The Justice Department suit focuses on the Cargill dismissal of a grower because of his participation in the Growers' Association complaint. Cargill told the Wall Street Journal that it prefers not to do business with a grower "who is falsely charging the company with racketeering, theft and fraud." The justice Department is asking for the reinstatement of the grower, Arthur Caskins, president of the Northeast Florida Broilers' Association and alleges that the central issue is whether Cargill, as the "intentional wrongdoer who has cheated poultry growers out of hundreds of thousands of dollars in back pay can, through threats, intimidation and retaliatory termination, force the growers to choose between pursuing their livelihood or their lawsuit."

Battling Bad Batteries

A recent study conducted under the auspices of the Greater Detroit Society for the Blind estimates that 6,000 to 10,000 persons per year suffer eye injuries resulting from exploding car batteries. The survey, involving thousands of ophthalmologists and hospitals throughout the United States, arrived at these figures with statistical methods the Society claims were "as conservative as possible." The survey results are part of a petition to set safety standards for car batteries that was rejected last fall by the National Highway Traffic Safety Administration (NHTSA).

The petition was rejected on the grounds that the study included a "significant number of battery-related injuries ... [which] involve skin or eye irritation from acid vapors, spillage and splashing during ordinary battery handling and servicing, and not from battery explosions." The issue was recently revived, however, as the result of a letter sent by Congressman Thomas A. Luken, D-Ohio, to NHTSA, expressing concern "about the large number of injuries that still occur because of exploding batteries."
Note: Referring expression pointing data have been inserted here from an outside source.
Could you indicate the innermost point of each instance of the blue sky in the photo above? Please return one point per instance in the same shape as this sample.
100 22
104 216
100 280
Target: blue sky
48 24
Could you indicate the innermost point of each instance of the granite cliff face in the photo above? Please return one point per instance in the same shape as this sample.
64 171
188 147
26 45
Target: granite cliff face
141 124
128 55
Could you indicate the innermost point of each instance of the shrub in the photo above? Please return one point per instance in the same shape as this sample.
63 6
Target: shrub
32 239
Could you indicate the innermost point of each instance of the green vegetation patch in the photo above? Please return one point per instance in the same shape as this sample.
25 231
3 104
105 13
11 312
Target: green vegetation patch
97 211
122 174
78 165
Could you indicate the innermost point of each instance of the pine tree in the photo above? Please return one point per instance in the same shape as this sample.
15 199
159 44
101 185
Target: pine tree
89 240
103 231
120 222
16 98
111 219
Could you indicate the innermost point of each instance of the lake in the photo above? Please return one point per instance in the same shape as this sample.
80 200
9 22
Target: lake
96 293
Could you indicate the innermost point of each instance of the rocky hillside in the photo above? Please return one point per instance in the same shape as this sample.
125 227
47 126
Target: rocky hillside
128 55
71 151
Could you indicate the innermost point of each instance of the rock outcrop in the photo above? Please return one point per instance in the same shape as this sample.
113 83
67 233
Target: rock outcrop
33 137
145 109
The document estimates that car battery companies spend between $60 million and $90 million per year on litigation, settlement and awards related to battery explosions and subsequent lawsuits. In a recent battery explosion liability case in California, a plaintiff was awarded $6.5 million in punitive damages and $3.2 million in general damages from Johnson Controls Inc., the manufacturer of Sears, Roebuck, and Co.'s Die Hard battery.

Dr. C.J. Abraham, an author of the petition, visited and interviewed battery companies including Sears, Exide, GNB and Johnson Controls. "All of the battery companies stated to me that because of the highly competitive situation in the aftermarket, no battery company would risk being the first to offer a safe battery that would eliminate all injuries," Abraham said. "Each company recommended that we approach the Department of Transportation and attempt to obtain a safety standard for batteries through a petition."